Many Nigerians' bravery did not begin today; it began years ago when the Igbos learned to resist their slave oppressors. Many Nigerians had been sold as slaves in the past, tormented and treated like animals, yet some courageous individuals chose death over slavery.
At Dunbar Creek on St Simons Island, Georgia, there is a location called Igbo Landing. This location is renowned as a historic landmark where many Igbos proudly died. One of the largest suicides in the area occurred in 1803 when Igbo slaves who were being sent to the Georgia coast to work committed suicide.
Back in the day, A slave ship known as the Wanderer transported a large number of Igbos and West African slaves to Georgia in May 1803. All of those slaves were purchased for one hundred dollars ($100) each. The slaves were purchased by John Couper and Thomas Spalding, who planned to sell them to other slave purchasers on St Simons Island.
All of the slaves on board were chained and confined beneath the deck of the coastal vessel that was supposed to transport them to St Simons. Up to 75 Igbo slaves on board decided to revolt and took control of the ship while on their way to their destination. The slaves drowned their masters, which was enough to bring the ship to a halt at Dunbar Creek.

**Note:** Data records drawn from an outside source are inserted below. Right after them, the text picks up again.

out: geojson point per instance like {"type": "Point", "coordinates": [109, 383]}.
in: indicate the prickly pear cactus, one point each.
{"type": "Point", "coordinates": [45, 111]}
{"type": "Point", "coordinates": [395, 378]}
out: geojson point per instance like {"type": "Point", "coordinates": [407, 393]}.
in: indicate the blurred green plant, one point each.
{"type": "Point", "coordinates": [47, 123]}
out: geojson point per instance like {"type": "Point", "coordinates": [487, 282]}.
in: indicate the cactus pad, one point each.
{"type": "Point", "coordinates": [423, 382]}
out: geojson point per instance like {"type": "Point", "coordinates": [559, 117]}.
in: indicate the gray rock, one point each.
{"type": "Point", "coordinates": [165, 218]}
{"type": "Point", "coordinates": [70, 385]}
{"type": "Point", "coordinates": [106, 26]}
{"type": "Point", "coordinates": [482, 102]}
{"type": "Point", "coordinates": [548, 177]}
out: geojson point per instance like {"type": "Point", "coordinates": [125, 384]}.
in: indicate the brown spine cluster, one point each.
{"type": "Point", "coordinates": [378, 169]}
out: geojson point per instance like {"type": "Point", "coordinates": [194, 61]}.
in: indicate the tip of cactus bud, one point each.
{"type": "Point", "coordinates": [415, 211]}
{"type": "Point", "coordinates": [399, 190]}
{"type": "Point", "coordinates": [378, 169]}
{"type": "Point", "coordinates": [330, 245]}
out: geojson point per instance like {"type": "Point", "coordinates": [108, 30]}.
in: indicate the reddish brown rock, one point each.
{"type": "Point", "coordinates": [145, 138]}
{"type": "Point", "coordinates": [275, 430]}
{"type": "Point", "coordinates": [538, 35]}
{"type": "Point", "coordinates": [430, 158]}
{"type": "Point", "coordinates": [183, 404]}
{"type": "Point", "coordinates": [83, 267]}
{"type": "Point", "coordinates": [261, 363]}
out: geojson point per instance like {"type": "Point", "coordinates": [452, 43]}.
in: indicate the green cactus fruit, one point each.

The 75 Igbos on board the ship, commanded by their high chief, began to sing and march towards the shore. The high chief then led them into Dunbar Creek's water, where they all drowned to death. They preferred to die rather than live as slaves in another man's land, therefore they committed mass suicide to avoid being sold as slaves.
The first person to write about the incident was a white supervisor identified as Roswell King. Captain Patterson and Roswell were able to recover some bodies from the sea. Many Igbos drowned in the sea; some bodies were discovered, while others went missing.
The narrative of the Igbos who opted to commit suicide rather than become slaves is one of resistance. This event is known as the Igbo landing, and it is also known as the first freedom march in American history.
There have been numerous photographs used to depict this historical event. Even Beyoncé wrote a song about that fateful day in history.
What are your thoughts about this?
Would you have drowned yourself or became a slave?